Question: What is the spectrum of $\Gamma(B,E')$?

Example: If $E\cong B\times F$ is the trivial bundle, then $E'\cong B\times C(F,\mathbb C)$ and thus $$\Gamma(B,E')\cong C(B,C(F,\mathbb C))\cong C(B\times F,\mathbb C).$$ This suggests that the spectrum of $\Gamma(B,E')$ is actually $E$.

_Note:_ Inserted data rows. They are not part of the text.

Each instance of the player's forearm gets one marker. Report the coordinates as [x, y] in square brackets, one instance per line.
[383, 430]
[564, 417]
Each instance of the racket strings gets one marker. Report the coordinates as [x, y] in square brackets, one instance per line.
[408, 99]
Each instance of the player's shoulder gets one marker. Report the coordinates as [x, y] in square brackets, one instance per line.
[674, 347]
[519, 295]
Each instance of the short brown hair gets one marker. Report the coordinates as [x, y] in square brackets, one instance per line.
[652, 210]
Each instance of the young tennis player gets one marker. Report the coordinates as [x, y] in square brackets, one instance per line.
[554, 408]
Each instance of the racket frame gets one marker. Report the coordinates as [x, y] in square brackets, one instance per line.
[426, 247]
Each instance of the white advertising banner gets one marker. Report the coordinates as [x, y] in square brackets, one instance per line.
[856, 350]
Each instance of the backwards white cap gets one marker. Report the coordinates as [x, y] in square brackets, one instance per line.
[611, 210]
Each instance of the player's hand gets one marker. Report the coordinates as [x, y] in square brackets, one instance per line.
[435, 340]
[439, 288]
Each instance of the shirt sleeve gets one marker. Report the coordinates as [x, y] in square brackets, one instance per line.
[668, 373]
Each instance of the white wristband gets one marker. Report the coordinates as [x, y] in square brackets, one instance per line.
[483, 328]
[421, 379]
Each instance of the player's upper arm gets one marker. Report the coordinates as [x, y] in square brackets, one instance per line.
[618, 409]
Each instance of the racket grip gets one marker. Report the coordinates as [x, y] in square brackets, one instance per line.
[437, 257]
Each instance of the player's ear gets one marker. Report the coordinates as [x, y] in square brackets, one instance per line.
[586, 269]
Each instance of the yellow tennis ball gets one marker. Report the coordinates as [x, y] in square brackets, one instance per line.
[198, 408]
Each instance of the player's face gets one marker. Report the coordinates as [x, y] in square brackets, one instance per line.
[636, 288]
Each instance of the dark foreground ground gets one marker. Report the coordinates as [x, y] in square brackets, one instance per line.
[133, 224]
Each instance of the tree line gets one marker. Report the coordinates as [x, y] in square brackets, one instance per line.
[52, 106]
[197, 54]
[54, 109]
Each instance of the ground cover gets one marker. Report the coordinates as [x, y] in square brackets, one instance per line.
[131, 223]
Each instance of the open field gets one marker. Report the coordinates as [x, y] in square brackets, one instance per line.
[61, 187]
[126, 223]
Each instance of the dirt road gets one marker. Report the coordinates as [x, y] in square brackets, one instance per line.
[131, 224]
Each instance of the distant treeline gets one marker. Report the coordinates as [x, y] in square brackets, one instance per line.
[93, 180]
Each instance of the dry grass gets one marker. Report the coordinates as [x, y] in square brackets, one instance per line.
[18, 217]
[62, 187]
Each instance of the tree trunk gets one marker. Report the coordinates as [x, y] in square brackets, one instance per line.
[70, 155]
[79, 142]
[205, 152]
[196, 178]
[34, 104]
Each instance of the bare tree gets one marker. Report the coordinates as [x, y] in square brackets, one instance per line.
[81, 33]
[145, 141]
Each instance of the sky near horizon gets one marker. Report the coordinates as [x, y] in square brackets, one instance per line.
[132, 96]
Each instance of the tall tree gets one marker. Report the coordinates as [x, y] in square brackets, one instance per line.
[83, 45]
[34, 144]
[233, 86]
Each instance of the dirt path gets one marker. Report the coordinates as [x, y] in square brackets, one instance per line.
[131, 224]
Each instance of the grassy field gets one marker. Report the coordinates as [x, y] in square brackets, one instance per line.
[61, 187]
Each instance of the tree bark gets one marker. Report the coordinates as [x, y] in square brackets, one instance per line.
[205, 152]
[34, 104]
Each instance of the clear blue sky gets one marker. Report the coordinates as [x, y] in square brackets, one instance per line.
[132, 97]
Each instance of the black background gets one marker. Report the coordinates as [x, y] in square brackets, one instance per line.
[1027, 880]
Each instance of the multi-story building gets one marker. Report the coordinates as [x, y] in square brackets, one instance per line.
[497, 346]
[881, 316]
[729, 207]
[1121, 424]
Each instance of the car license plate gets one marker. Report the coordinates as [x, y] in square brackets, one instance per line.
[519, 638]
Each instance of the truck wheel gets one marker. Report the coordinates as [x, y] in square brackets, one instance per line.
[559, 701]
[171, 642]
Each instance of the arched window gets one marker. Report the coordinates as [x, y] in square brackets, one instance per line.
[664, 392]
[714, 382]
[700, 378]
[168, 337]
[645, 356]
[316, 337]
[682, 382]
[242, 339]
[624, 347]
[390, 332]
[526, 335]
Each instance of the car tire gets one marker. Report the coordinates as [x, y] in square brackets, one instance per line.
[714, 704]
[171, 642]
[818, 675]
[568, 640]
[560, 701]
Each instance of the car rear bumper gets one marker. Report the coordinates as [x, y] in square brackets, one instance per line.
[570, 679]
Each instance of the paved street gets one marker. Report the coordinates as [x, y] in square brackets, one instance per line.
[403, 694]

Edit: I posted this question on MO where it was solved in a comment by Anton Deitmar.

  • 0
    by induce do you mean just take functions into $\mathbb{C}$ fiberwise? or rather, can you be more explicit in that step, i am missing what exactly you do there. It seems like there could be some dumb things you could do.2011-02-16
  • 0
    @Sean Tilson: I added some clarification.2011-02-17
  • 0
    No progress?${}{}$2011-10-10
  • 0
    Hey, t. I just added a tag about [tag:fiber-bundles] tag because the [tag:bundes] tag was deleted, it seems. Actually I posted the question on MO [here](http://mathoverflow.net/questions/55954). Anton Deitmar made a comment which solves the question. I should have linked to the MO thread earlier.2011-10-10
  • 0
    Oh, yes, I forgot about that :) Thanks for reminding me.2011-10-10
  • 1
    @Rasmus, why don't you answer your question? It is hang in the top of unanswered question of functional analysis, though it already answered.2012-06-05

1 Answers 1

2

[As requested by Norbert:]

I posted this question on MO where it was solved in a comment by Anton Deitmar.